The slip down memory lane

John Poelstra poelstra at redhat.com
Mon Aug 16 21:38:32 UTC 2010


Adam Williamson said the following on 08/13/2010 05:21 PM Pacific Time:
> On Thu, 2010-08-12 at 16:11 -0600, Linuxguy123 wrote:
>
>> On the data side, it would be very interesting to go back to each one of
>> those slips and identify the component(s) that caused the slip and then
>> question the individuals behind them to find out what happened.  Then
>> take that information (share it with the list ?) and see what can be
>> concluded (as a group ?)
>
> This would be incomplete data.
>
> For instance, the bug we decided to slip Alpha for was the 'basic video
> driver' menu entry in the installer not working. But that's not
> necessarily the entire cause of the slip.
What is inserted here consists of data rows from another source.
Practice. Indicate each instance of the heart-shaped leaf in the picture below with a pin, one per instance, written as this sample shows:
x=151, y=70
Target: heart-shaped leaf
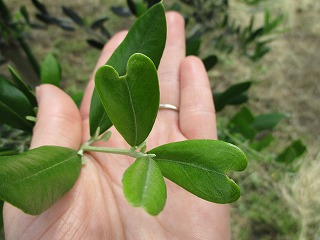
x=14, y=106
x=34, y=180
x=144, y=186
x=200, y=167
x=131, y=101
x=146, y=36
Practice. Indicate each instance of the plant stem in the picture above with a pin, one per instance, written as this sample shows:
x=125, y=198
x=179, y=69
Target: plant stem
x=131, y=152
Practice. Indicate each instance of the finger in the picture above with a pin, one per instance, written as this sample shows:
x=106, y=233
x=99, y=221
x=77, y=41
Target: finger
x=197, y=113
x=173, y=54
x=107, y=51
x=58, y=119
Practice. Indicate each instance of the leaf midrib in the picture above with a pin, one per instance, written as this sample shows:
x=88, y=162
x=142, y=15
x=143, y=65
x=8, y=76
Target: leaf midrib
x=191, y=165
x=133, y=111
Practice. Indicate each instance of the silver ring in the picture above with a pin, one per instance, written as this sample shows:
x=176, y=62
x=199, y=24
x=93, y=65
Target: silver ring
x=168, y=106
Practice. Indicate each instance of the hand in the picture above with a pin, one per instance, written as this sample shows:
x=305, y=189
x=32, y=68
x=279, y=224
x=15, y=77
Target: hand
x=95, y=208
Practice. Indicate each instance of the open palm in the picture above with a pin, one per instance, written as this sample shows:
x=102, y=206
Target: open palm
x=95, y=208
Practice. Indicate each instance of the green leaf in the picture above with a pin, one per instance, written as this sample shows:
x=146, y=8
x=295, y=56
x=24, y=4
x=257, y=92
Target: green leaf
x=34, y=180
x=193, y=44
x=131, y=101
x=267, y=121
x=73, y=15
x=50, y=71
x=146, y=36
x=200, y=167
x=14, y=106
x=210, y=61
x=144, y=186
x=230, y=94
x=22, y=86
x=292, y=152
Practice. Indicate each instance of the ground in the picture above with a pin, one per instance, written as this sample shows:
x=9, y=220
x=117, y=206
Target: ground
x=288, y=81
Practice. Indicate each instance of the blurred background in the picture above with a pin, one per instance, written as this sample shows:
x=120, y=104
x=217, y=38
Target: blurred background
x=281, y=62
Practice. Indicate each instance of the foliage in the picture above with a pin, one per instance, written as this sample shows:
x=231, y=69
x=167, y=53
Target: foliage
x=34, y=180
x=209, y=24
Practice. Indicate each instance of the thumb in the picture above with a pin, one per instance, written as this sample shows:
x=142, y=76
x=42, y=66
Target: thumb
x=58, y=120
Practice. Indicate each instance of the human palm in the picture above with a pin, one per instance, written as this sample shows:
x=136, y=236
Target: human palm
x=95, y=208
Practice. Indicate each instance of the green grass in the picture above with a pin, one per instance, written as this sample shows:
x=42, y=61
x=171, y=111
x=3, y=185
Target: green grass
x=270, y=204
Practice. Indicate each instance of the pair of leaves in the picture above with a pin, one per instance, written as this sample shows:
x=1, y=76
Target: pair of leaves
x=146, y=36
x=199, y=166
x=34, y=180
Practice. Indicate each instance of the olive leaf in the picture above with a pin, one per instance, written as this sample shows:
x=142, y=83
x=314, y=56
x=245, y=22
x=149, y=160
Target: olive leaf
x=144, y=186
x=131, y=101
x=146, y=36
x=200, y=167
x=34, y=180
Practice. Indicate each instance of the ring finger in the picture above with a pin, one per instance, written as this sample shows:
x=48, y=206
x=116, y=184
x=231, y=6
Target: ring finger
x=173, y=55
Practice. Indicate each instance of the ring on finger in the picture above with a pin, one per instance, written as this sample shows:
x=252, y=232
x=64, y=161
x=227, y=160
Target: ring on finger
x=168, y=106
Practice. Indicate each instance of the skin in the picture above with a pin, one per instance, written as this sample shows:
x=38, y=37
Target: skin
x=95, y=207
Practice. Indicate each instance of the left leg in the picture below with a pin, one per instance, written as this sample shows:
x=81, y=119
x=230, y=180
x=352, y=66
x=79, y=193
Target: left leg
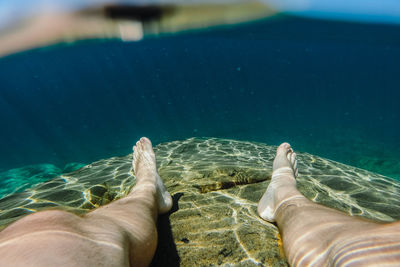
x=122, y=233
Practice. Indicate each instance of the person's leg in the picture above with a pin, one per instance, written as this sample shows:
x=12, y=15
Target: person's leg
x=315, y=235
x=122, y=233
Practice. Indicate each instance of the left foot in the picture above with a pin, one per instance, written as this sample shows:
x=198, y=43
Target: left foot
x=283, y=183
x=144, y=165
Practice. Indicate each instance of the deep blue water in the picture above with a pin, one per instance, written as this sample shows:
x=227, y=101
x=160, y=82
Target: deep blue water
x=329, y=88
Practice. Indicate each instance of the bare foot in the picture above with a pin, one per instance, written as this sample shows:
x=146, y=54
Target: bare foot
x=144, y=165
x=283, y=183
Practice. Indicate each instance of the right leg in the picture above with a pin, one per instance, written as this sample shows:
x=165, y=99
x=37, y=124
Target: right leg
x=314, y=235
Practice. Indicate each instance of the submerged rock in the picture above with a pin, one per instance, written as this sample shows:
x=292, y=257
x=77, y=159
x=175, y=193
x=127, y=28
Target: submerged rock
x=216, y=184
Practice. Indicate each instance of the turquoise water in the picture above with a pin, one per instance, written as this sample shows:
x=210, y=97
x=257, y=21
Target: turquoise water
x=329, y=88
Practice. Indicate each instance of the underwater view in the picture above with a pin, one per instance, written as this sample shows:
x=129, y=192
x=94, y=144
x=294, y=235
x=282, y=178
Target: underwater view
x=215, y=102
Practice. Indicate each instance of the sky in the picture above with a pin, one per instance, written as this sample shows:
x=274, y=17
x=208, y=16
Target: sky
x=379, y=11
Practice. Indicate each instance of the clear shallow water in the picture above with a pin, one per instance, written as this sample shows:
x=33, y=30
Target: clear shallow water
x=329, y=88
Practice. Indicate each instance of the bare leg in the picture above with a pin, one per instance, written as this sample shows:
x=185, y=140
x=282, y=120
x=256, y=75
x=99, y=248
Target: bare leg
x=314, y=235
x=122, y=233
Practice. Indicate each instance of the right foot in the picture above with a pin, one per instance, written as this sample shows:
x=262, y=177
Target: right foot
x=283, y=183
x=144, y=165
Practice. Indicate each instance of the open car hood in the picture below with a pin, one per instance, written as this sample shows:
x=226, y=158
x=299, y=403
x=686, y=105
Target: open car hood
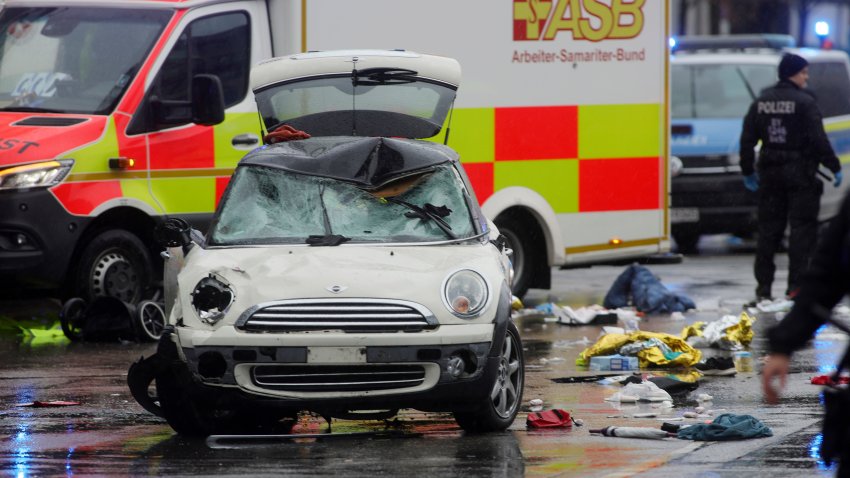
x=368, y=162
x=357, y=93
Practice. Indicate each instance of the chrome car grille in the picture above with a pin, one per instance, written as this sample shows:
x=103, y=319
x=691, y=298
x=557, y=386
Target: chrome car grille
x=337, y=378
x=347, y=315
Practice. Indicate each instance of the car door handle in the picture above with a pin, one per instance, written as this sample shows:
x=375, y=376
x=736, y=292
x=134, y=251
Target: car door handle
x=246, y=139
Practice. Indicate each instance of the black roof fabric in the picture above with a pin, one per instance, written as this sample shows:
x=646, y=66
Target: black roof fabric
x=370, y=162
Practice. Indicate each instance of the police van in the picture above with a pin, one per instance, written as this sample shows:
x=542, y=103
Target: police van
x=713, y=82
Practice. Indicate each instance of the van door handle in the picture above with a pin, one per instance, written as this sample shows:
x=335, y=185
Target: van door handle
x=247, y=139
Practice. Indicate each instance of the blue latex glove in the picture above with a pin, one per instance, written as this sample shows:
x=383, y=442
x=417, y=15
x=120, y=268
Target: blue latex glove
x=751, y=182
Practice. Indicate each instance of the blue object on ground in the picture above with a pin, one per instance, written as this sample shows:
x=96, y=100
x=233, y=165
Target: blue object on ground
x=648, y=294
x=726, y=427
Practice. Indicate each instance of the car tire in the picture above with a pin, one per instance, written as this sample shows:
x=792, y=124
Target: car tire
x=523, y=257
x=498, y=410
x=151, y=318
x=72, y=318
x=686, y=241
x=114, y=263
x=188, y=417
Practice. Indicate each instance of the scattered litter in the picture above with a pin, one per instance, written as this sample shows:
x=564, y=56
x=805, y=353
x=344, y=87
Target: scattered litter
x=545, y=360
x=51, y=403
x=643, y=392
x=565, y=344
x=566, y=315
x=639, y=287
x=633, y=432
x=644, y=415
x=613, y=363
x=827, y=380
x=726, y=427
x=555, y=418
x=674, y=353
x=729, y=332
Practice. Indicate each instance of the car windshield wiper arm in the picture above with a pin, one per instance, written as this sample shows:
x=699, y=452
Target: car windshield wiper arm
x=428, y=212
x=30, y=109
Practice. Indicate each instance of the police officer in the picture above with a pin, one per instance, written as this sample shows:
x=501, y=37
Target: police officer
x=787, y=121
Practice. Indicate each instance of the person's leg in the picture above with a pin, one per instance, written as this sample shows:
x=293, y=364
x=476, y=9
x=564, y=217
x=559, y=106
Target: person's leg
x=772, y=218
x=803, y=209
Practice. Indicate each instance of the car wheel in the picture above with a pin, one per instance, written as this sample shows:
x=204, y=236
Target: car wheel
x=686, y=241
x=186, y=416
x=522, y=258
x=151, y=317
x=501, y=405
x=115, y=263
x=72, y=318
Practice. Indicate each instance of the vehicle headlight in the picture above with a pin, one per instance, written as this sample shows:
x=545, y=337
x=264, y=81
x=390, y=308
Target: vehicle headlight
x=35, y=175
x=465, y=293
x=212, y=298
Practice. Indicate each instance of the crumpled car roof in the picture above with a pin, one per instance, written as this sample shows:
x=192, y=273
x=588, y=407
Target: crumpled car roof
x=369, y=162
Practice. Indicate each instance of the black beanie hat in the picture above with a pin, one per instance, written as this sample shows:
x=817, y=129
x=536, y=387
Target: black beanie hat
x=790, y=65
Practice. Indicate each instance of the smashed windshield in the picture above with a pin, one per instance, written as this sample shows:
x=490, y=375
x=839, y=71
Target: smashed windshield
x=717, y=91
x=72, y=59
x=368, y=103
x=274, y=206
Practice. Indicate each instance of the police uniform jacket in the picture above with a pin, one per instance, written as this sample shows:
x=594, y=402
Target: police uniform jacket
x=788, y=122
x=824, y=284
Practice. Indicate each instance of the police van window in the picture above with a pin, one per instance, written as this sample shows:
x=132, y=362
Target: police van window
x=830, y=84
x=717, y=91
x=218, y=45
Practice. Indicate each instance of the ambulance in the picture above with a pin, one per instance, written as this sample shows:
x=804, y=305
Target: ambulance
x=116, y=115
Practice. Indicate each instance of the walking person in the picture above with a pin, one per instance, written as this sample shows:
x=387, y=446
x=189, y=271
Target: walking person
x=786, y=120
x=825, y=282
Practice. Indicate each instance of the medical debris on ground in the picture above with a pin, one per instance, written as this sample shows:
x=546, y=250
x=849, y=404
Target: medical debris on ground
x=654, y=372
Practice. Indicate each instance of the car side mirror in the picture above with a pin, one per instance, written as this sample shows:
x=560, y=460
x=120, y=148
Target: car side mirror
x=174, y=232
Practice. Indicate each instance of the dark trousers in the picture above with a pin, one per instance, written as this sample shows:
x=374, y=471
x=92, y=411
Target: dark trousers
x=779, y=206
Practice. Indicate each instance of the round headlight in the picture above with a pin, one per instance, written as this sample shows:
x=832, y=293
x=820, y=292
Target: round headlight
x=465, y=293
x=212, y=298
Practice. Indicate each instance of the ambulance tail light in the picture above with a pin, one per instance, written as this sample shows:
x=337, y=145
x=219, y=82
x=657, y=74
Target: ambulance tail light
x=35, y=175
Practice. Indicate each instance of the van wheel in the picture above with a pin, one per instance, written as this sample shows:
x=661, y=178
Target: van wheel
x=115, y=263
x=522, y=259
x=686, y=241
x=501, y=405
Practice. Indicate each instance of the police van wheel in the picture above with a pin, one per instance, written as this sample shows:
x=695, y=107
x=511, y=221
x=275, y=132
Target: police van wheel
x=522, y=258
x=115, y=263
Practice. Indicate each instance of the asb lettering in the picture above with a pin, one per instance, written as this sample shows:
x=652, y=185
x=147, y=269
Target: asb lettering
x=15, y=145
x=591, y=20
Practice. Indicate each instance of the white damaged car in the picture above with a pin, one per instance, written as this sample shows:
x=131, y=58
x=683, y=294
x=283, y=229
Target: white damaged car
x=350, y=274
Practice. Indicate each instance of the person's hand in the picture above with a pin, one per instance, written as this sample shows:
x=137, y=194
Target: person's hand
x=751, y=182
x=775, y=368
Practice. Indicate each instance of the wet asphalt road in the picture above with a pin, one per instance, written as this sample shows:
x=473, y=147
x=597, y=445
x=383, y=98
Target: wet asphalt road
x=108, y=434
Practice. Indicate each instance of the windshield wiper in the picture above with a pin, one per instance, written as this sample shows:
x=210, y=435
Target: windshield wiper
x=30, y=109
x=428, y=212
x=328, y=238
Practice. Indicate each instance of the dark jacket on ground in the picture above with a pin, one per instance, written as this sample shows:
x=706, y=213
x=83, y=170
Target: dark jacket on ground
x=824, y=284
x=788, y=122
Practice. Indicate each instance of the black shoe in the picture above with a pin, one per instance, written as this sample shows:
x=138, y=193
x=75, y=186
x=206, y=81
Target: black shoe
x=723, y=366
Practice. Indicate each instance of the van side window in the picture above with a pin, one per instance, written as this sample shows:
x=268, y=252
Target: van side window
x=219, y=45
x=831, y=85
If the entire release process
> had run on time, and we'd had really testable candidate images earlier
> than we did, it's entirely possible this bug would have been identified
> and fixed in time for the Alpha to be shipped.
>
> Just looking at the specific bugs that end up blocking the release does
> not give a complete picture of why the release slipped.

Well put.  All the incremental steps along the road are documented here 
for Fedora 14.

https://fedoraproject.org/wiki/Fedora_14_Schedule_Retrospective

Each piece adds up to the point were we just can't finish in the 
allotted time.

Anecdotally, what happened in this release is not unusual.  Each release 
we have these "this shouldn't ever happen again" items and while they 
have different names the reasons are almost always the same--landing 
changes to packages or infrastructure right on the deadline or not 
budgeting enough time to recover before the deadline if something goes 
wrong.

It would be great to get more entries from other people on this wiki 
page.  Please don't send them to the list, but put them on the wiki page.